Sein Können konnte am Samstag jeder zeigen, unabhängig von Geschlecht, Alter und Skill-Level. Anders als bei einem klassischen Skate-Wettbewerb gibt es bei einem Skatejam keine Jury, stattdessen galt das Motto „Cash for Tricks“: Die Teilnehmer drückten ihre Anerkennung für die Fahrkunst der anderen aus, indem sie untereinander die vom HiLight extra gedruckten „Contest Dollars“ verteilten. Auch das Publikum bekam hier und da Dollarscheine zugesteckt und durfte seine Favoriten für spektakuläre Tricks belohnen. Die ergatterten Dollars konnten später im HiLight-Zelt an der Anlage gegen Preise eingetauscht werden, wie Bekleidung und Equipment von namhaften Skatemarken.

Zu sehen ist Sophia, die mit ihrem Brett in die Luft springt
Sophia in Aktion (Bild: Paul Bossenmaier)
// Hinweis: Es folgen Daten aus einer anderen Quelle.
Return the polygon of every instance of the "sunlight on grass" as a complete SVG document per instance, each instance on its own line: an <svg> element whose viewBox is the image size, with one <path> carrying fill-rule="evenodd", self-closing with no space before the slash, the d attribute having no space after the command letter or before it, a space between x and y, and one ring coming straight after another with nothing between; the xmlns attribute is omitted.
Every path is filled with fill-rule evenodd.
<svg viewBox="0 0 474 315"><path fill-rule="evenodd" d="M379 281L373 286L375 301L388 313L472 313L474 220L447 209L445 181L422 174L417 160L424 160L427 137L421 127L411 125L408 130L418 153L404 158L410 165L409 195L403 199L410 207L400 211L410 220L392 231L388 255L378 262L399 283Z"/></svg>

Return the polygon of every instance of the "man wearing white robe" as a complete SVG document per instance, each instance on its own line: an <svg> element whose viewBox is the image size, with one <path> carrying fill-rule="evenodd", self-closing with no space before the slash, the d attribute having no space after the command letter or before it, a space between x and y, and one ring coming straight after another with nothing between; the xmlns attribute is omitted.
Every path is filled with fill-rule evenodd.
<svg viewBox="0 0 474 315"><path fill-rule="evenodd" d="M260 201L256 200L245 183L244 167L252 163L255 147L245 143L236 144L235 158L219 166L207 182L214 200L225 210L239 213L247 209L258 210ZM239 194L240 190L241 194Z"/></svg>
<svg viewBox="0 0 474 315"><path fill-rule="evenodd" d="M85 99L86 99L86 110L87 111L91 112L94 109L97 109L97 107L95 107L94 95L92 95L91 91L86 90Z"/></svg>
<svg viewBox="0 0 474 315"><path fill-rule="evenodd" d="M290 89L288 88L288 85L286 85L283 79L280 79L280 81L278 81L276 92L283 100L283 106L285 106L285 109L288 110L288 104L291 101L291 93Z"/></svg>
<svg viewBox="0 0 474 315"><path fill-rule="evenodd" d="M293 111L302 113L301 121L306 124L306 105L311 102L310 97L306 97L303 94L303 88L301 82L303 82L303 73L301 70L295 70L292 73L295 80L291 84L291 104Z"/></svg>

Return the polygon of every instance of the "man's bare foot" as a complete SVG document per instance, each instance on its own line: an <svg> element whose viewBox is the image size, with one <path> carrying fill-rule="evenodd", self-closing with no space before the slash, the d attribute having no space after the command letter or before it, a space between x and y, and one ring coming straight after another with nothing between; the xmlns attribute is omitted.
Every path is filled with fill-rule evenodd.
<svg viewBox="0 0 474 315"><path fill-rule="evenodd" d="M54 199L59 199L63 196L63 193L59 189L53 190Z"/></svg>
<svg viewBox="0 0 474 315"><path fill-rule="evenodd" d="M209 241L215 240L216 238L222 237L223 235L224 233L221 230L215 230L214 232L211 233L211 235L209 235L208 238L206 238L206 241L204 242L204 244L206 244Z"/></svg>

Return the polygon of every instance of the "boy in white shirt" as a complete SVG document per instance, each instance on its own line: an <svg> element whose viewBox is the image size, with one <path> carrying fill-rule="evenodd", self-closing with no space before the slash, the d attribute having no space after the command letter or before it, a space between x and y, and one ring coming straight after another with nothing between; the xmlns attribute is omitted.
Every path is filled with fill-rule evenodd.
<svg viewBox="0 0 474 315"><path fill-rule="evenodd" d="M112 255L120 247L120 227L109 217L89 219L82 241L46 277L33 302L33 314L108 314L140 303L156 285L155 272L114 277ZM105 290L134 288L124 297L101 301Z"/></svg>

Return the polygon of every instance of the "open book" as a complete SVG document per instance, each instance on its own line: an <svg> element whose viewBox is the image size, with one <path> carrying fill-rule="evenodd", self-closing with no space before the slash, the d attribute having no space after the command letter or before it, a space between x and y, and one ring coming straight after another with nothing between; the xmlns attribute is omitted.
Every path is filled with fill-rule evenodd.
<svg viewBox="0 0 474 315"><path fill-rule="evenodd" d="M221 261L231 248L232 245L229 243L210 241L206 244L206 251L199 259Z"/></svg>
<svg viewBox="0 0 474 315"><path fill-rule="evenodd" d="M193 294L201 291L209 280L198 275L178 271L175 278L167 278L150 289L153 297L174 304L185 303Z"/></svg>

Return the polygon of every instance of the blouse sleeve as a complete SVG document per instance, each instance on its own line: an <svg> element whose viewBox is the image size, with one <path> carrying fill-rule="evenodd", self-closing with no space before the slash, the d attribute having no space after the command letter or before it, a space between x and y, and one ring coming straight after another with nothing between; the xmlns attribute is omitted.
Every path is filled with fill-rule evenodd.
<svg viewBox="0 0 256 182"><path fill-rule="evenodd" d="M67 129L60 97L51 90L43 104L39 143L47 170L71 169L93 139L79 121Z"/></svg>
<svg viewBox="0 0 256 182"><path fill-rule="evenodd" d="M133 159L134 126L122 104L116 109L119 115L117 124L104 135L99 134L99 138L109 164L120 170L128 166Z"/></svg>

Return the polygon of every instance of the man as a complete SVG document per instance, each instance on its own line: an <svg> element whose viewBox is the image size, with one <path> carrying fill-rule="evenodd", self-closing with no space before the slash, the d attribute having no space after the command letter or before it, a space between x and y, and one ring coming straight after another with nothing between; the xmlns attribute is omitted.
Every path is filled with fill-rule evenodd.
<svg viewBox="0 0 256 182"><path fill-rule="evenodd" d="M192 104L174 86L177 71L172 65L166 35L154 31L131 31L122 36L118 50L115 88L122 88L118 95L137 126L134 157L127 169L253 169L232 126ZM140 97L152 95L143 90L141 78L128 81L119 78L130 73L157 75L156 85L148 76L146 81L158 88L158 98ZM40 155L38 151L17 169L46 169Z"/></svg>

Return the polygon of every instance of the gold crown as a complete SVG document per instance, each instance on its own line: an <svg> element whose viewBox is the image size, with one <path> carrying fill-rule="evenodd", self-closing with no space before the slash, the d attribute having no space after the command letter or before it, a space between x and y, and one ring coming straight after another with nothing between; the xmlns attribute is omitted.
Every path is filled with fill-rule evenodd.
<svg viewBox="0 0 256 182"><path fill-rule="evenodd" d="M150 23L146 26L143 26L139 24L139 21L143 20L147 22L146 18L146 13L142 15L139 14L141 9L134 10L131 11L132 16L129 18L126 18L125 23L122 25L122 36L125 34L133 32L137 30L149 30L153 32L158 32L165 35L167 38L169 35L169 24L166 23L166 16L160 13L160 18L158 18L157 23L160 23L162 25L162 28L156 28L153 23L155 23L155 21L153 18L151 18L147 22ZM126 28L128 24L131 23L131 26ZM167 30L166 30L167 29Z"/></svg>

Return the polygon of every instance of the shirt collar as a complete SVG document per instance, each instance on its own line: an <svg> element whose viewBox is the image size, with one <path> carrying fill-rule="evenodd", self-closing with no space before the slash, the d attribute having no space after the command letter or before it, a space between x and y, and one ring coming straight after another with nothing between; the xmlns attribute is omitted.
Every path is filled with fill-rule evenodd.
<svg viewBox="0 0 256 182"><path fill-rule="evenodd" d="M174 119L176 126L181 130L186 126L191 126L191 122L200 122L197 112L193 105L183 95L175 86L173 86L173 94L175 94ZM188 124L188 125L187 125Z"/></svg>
Der Jüngste ist 4, der Älteste 49
Ausgelobt waren außerdem drei ausgefallene Pokale. Einen gab es für die längste Anreise – darüber konnte sich Zoe freuen –, einen für den „Hardest Bail“, also den schlimmsten Sturz – dieser Pokal fand am Samstag glücklicherweise keinen neuen Besitzer. Der „Ripping Dinosaur“ ging an den ältesten teilnehmenden Skater. Der war 49 Jahre alt, natürlich ein Balinger Skate-Urgestein und teilte sich die Anlage einträchtig mit dem jüngsten Teilnehmer, dem 4-jährigen Janne aus dem Kreis Reutlingen. Eine Menge Spaß hatten beide, genau wie alle anderen, die gekommen waren, um die Skatejam-Premiere auf der Gartenschau zu erleben. „Wir hatten ein echt gutes Event auf der Anlage, für die Rider genauso wie für die Zuschauer“, zieht Manuel Strauch sein Fazit. „Die Stimmung war unglaublich positiv und es kamen weit mehr Skater, als wir erwartet hatten.“

Der neue Skatepark kommt an

Viel Lob gab es indes nicht nur für die Veranstaltung, auch die Anlage trifft einen Nerv, wie Strauch weiß: „Der Bau des neuen Skateparks war absolut richtig. Die Balinger Skater feiern das Ding komplett und es kommen auch viele von weiter her, damit sie hier skaten können. So ein Angebot hat in der Region gefehlt.“ Apropos feiern, Gelegenheit dazu gab es am Samstag noch bei der After Party: Auf der angrenzenden Jugendhaushausbühne traten die Balinger Band „Eure Wunden“ und „DogGod“ aus Tübingen auf. 

Wer den Skatejam verpasst hat und neugierig geworden ist, hat am 16. September noch mal die Chance zum Mitmachen oder Zuschauen, denn dann findet die zweite Auflage auf der Gartenschau statt.